Question

1. $y = 2(2^x - 1)$

Explanation:

Step1: Simplify the function

$y=2(2^x - 1) = 2^{x+1} - 2$

Step2: Find y-intercept (x=0)

Substitute $x=0$:
$y=2^{0+1}-2=2-2=0$

Step3: Find x-intercept (y=0)

Set $y=0$:
$0=2^{x+1}-2 \implies 2^{x+1}=2^1 \implies x+1=1 \implies x=0$

Step4: Calculate key points

For $x=1$: $y=2^{2}-2=4-2=2$
For $x=-1$: $y=2^{0}-2=1-2=-1$
For $x=2$: $y=2^{3}-2=8-2=6$
For $x=-2$: $y=2^{-1}-2=\frac{1}{2}-2=-\frac{3}{2}$

Step5: Identify asymptote

As $x \to -\infty$, $2^{x+1} \to 0$, so $y \to -2$ (horizontal asymptote $y=-2$)

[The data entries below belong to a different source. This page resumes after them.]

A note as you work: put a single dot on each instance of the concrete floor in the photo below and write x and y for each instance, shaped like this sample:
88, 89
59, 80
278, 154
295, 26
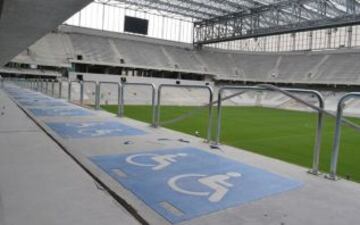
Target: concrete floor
318, 201
41, 185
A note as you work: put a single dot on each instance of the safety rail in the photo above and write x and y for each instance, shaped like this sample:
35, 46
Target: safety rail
153, 99
317, 146
211, 95
2, 82
119, 86
337, 134
70, 82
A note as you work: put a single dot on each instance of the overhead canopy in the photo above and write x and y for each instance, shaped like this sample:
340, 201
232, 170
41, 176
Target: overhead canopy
224, 20
22, 22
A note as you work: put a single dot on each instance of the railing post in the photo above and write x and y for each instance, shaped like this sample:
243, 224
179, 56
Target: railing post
52, 88
60, 88
69, 91
46, 86
2, 82
97, 96
81, 92
153, 102
157, 117
120, 112
219, 112
41, 85
337, 135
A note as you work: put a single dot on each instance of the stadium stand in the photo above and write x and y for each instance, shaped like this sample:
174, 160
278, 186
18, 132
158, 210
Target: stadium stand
72, 44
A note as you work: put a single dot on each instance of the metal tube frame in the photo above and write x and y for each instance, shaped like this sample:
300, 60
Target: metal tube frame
120, 96
153, 99
2, 82
52, 88
82, 89
46, 86
320, 120
337, 135
60, 88
211, 96
69, 88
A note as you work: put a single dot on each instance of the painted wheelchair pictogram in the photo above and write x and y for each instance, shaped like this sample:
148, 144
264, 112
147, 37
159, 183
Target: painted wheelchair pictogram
218, 183
159, 161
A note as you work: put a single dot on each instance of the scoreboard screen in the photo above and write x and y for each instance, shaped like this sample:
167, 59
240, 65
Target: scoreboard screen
136, 25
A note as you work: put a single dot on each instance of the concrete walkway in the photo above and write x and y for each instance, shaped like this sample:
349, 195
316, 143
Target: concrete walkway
166, 177
41, 185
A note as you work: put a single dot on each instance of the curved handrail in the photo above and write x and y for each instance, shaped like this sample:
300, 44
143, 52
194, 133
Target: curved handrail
153, 98
70, 82
336, 144
211, 95
119, 85
317, 146
2, 82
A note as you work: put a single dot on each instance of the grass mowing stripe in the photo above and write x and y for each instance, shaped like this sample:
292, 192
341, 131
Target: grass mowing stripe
282, 134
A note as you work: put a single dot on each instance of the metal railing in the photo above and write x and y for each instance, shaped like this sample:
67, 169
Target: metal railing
153, 99
337, 135
70, 87
2, 82
120, 96
286, 91
206, 87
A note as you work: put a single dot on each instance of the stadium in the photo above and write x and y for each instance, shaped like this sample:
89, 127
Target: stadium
179, 112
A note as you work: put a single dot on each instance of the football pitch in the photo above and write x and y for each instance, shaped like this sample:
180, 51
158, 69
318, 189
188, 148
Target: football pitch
281, 134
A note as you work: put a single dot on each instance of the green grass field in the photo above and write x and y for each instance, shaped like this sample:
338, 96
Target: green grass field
281, 134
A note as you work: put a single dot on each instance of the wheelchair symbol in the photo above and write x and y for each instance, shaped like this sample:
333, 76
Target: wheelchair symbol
63, 112
159, 161
218, 183
90, 129
84, 125
99, 132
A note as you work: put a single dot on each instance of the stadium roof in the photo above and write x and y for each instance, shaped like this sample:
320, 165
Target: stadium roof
210, 9
226, 20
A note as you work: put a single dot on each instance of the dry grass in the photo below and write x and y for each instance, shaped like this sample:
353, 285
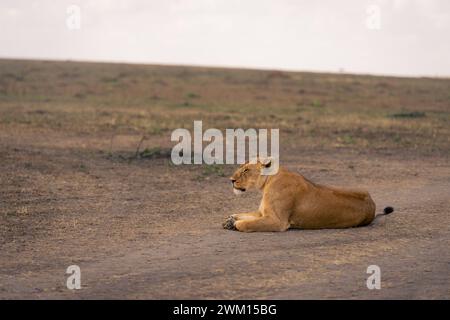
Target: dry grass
315, 110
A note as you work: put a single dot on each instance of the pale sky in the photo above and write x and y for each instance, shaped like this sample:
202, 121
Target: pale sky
394, 37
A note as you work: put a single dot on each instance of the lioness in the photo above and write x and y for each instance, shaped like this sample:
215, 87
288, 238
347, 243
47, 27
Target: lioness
291, 201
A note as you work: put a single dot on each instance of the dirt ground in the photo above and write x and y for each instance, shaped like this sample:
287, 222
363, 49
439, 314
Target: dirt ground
76, 190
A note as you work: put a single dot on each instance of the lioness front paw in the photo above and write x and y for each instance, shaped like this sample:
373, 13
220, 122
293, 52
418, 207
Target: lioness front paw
229, 224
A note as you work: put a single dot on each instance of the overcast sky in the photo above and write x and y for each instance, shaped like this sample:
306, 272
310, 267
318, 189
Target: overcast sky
396, 37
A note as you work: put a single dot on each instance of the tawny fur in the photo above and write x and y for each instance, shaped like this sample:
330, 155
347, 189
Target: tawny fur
291, 201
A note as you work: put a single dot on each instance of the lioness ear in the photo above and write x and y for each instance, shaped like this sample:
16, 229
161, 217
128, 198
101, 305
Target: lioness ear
266, 162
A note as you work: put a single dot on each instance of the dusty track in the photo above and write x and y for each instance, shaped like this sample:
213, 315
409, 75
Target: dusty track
138, 236
72, 193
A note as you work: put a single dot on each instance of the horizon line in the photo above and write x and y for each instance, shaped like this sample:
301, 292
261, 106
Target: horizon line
230, 67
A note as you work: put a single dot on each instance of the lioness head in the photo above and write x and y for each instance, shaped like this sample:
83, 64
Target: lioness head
247, 175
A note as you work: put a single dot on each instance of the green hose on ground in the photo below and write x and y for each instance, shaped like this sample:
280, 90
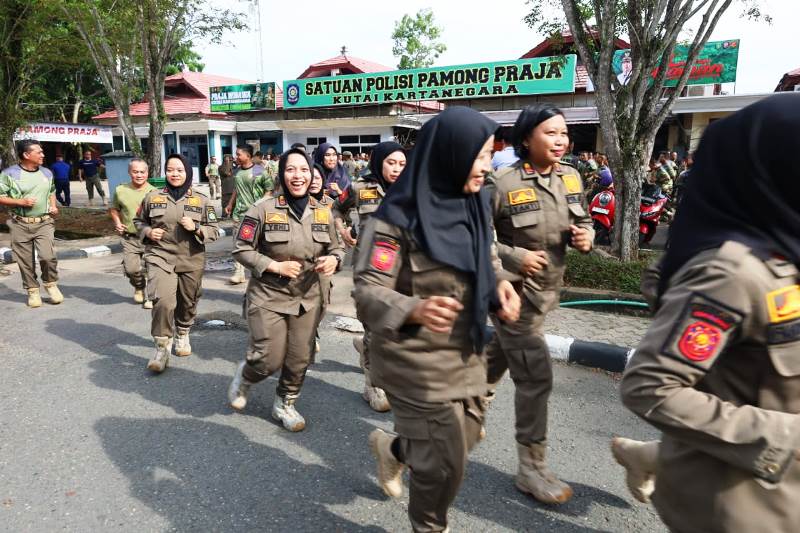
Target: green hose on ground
628, 303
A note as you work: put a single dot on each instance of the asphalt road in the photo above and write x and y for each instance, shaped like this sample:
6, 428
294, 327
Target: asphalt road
91, 441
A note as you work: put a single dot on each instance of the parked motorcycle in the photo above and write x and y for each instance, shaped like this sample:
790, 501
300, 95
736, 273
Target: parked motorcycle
652, 206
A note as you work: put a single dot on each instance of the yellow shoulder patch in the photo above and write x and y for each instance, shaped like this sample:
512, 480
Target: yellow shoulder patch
784, 304
572, 183
321, 216
368, 194
521, 196
277, 218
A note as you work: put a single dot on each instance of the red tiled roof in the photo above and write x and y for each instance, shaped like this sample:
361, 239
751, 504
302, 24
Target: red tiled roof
195, 100
356, 64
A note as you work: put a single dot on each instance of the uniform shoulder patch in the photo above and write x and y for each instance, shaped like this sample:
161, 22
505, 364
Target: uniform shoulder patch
702, 330
384, 253
784, 304
247, 230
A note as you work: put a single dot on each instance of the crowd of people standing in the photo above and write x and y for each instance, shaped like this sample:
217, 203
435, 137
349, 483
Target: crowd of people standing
445, 243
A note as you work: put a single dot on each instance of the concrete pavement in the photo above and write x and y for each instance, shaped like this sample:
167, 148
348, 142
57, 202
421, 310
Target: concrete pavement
89, 440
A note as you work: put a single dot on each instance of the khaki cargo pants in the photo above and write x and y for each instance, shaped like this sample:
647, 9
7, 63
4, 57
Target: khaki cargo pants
521, 348
174, 296
28, 239
133, 260
435, 439
282, 342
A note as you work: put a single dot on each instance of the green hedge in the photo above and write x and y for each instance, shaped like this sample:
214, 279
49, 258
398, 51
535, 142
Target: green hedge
596, 272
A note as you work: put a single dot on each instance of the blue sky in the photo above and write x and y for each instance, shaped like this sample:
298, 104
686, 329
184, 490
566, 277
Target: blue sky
474, 31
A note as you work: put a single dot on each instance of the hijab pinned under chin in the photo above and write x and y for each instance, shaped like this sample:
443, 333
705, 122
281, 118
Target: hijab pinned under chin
178, 192
450, 226
296, 203
379, 154
745, 186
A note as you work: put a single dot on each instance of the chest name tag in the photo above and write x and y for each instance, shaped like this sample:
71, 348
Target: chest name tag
277, 218
572, 183
368, 194
322, 216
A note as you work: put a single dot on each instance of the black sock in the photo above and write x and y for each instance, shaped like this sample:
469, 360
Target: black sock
396, 450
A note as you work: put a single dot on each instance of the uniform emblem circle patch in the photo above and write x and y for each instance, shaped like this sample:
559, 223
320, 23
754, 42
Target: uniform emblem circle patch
699, 341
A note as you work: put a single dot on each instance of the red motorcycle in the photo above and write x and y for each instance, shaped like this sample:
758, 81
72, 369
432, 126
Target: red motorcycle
653, 205
602, 210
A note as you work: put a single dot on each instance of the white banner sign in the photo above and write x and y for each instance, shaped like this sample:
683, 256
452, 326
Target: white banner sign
54, 132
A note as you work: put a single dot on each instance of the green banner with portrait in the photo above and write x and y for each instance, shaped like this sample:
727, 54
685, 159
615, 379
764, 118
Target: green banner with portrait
716, 63
250, 97
540, 75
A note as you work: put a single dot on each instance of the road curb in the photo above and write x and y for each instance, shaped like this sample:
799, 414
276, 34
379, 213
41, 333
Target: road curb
82, 253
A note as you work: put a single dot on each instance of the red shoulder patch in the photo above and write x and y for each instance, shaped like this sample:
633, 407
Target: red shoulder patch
700, 341
384, 255
247, 230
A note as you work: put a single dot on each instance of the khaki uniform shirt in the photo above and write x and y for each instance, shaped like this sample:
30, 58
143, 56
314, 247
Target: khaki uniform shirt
269, 232
365, 196
410, 361
719, 373
178, 250
530, 215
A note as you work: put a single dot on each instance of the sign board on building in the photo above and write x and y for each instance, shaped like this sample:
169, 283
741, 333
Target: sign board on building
250, 97
540, 75
716, 63
59, 132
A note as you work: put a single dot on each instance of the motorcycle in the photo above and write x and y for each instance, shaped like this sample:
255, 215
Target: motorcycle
651, 208
602, 210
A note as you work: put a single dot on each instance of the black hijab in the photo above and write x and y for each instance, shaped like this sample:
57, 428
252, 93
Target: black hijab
178, 192
428, 200
296, 203
745, 186
318, 196
379, 154
328, 176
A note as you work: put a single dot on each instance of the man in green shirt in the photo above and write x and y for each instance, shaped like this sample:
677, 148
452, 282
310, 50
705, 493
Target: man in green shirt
214, 184
29, 190
127, 199
252, 183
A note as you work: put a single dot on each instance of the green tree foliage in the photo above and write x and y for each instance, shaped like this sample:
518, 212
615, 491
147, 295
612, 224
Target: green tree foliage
416, 40
631, 113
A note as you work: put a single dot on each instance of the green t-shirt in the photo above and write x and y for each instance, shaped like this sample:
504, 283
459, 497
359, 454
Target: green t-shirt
127, 201
16, 182
251, 184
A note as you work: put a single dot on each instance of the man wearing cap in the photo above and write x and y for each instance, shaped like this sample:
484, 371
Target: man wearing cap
29, 190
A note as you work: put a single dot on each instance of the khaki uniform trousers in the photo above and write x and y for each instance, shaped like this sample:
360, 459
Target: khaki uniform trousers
174, 296
133, 261
27, 239
435, 439
280, 341
521, 348
214, 187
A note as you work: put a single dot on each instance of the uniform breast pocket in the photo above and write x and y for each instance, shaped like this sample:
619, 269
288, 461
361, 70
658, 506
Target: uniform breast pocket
525, 219
195, 213
577, 210
431, 278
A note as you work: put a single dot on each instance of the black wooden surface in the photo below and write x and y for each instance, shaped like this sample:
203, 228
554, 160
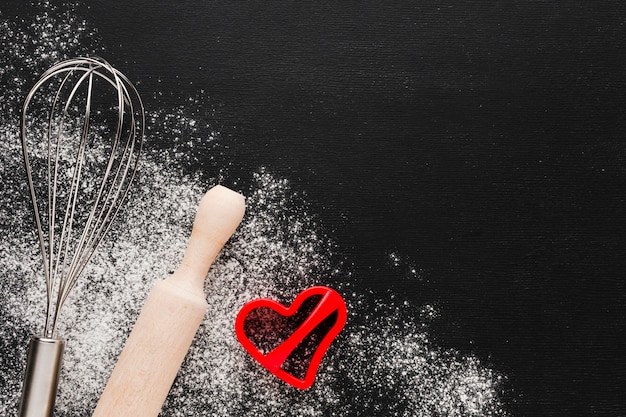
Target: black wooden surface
483, 141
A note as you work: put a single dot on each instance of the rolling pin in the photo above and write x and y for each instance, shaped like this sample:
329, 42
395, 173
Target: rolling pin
171, 316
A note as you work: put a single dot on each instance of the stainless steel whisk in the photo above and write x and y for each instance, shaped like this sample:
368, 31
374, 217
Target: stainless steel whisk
82, 130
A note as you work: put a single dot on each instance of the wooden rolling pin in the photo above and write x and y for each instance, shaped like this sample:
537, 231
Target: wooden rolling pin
171, 316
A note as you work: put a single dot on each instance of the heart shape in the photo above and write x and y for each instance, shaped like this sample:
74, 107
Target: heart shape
290, 342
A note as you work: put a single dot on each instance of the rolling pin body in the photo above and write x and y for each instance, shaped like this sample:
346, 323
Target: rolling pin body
170, 316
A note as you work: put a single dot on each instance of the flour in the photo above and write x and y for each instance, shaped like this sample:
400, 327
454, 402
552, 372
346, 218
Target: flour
383, 363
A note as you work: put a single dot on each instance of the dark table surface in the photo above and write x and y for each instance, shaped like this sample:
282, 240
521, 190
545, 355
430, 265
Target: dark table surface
479, 142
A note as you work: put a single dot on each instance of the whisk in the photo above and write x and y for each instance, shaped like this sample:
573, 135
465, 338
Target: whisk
82, 130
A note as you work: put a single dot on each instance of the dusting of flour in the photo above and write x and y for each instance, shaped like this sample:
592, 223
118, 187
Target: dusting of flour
383, 363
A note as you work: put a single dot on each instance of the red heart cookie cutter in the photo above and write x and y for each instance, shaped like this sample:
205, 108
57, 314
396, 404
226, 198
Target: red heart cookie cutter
290, 342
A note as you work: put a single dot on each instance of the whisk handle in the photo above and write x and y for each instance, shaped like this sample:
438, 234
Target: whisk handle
41, 379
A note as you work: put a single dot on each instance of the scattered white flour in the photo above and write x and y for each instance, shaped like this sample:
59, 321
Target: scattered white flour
382, 364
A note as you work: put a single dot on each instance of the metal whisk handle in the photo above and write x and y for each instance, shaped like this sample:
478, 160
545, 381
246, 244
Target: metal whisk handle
41, 379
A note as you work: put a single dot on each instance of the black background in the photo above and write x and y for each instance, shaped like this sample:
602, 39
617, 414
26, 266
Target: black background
481, 141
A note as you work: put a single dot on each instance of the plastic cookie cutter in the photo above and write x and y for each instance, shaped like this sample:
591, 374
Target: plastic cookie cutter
291, 342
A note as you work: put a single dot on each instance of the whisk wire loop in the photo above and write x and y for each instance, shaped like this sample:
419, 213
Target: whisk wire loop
79, 172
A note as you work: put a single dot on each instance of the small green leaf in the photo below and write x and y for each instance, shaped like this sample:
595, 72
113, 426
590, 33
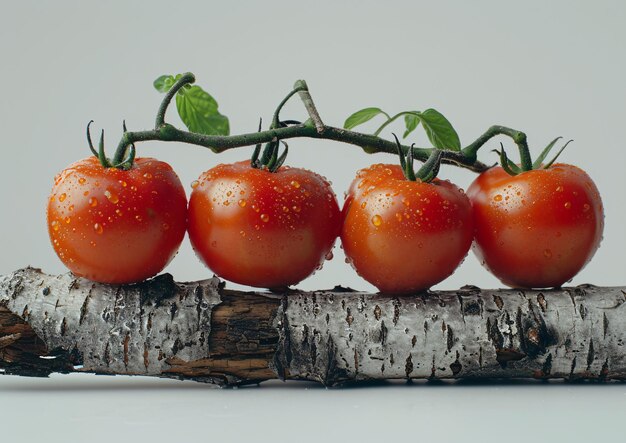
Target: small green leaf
440, 131
198, 110
362, 116
164, 83
411, 121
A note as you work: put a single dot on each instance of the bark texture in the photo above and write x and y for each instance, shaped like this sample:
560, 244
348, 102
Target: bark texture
202, 331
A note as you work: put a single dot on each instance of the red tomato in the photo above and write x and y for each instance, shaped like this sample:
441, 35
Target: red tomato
259, 228
537, 229
116, 226
404, 236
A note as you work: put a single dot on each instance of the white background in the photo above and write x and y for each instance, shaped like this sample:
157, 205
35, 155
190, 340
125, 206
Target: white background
548, 69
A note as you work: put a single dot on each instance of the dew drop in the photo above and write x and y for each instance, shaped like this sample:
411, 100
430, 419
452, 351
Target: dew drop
113, 198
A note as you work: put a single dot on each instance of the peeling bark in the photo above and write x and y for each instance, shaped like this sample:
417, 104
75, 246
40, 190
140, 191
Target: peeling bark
204, 332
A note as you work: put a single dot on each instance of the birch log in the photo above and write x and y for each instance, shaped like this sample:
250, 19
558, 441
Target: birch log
204, 332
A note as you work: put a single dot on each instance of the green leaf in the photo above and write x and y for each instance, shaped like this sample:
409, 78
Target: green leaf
439, 130
411, 121
198, 111
362, 116
164, 83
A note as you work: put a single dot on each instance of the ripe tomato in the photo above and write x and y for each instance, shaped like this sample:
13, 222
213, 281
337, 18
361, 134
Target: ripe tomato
261, 228
116, 226
537, 229
404, 236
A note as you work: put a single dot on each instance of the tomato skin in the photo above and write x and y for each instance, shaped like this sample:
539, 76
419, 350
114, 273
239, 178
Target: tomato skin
537, 229
404, 236
262, 229
115, 226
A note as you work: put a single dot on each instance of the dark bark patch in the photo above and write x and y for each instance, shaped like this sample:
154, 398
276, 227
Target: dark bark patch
591, 354
408, 366
377, 312
541, 299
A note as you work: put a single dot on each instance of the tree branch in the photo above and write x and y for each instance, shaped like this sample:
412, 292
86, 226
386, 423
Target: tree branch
204, 332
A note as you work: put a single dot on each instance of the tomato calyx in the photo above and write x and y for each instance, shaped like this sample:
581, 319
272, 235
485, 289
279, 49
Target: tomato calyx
429, 170
127, 159
527, 164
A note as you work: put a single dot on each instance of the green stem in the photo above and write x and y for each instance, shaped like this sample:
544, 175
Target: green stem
276, 118
392, 119
471, 150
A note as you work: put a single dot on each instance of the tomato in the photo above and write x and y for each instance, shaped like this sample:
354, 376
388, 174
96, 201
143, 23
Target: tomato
537, 229
117, 226
404, 236
261, 228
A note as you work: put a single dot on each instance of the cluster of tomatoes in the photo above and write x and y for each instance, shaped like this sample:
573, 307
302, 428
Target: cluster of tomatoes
274, 229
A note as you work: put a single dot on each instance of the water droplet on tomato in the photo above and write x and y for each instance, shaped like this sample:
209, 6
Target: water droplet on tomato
112, 197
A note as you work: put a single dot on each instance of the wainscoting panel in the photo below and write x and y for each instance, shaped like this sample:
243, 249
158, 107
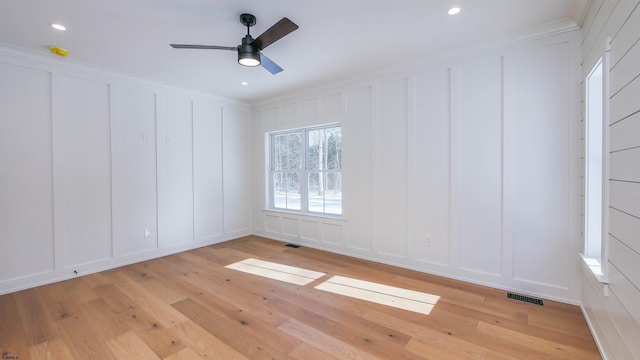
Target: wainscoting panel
175, 169
26, 192
82, 175
133, 138
479, 117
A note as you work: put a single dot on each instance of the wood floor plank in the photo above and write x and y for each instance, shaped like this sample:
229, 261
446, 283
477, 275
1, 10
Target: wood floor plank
553, 348
77, 333
13, 337
162, 311
185, 354
324, 341
50, 350
308, 352
206, 344
37, 321
189, 306
130, 346
228, 331
436, 350
378, 298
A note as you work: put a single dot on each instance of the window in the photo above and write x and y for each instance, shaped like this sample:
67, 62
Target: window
594, 169
306, 170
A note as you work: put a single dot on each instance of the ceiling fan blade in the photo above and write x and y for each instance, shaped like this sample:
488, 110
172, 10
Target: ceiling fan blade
206, 47
269, 65
279, 30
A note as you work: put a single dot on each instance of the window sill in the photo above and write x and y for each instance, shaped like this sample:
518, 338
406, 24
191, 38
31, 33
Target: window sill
307, 215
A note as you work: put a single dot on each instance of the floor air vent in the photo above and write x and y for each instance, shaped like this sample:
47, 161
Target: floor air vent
525, 299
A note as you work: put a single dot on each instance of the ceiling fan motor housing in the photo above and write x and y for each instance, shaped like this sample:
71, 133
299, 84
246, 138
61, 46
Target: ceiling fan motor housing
248, 55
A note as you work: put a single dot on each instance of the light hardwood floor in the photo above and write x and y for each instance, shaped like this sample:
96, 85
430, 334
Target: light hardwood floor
189, 306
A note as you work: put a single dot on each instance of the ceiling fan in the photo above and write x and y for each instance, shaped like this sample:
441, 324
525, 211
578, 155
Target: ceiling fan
249, 52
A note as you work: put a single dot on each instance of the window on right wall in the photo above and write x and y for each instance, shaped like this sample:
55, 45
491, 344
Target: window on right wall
594, 178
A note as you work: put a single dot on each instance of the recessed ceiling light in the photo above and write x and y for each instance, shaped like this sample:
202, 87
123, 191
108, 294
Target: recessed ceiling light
454, 10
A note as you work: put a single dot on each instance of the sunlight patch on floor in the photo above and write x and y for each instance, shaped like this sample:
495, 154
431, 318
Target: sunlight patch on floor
381, 294
286, 273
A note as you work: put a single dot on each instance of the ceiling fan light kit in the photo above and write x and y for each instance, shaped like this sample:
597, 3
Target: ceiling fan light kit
250, 51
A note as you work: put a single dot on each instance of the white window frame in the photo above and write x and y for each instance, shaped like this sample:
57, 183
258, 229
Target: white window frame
597, 264
303, 172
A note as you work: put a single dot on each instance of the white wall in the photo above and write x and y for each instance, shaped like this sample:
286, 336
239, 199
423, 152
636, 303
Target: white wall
466, 167
98, 170
613, 311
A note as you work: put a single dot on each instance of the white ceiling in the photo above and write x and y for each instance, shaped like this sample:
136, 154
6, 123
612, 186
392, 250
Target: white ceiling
336, 38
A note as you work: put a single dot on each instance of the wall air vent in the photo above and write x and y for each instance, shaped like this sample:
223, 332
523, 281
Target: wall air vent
525, 299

Step6: Plot points and draw curve

Plot $(0,0)$, $(1,2)$, $(-1,-1)$, $(2,6)$, $(-2,-\frac{3}{2})$, then draw a smooth curve approaching $y=-2$ as $x$ decreases.

Answer:

The graph is an exponential curve passing through $(0,0)$, $(1,2)$, $(-1,-1)$, approaching the horizontal asymptote $y=-2$ as $x \to -\infty$, increasing for all real $x$.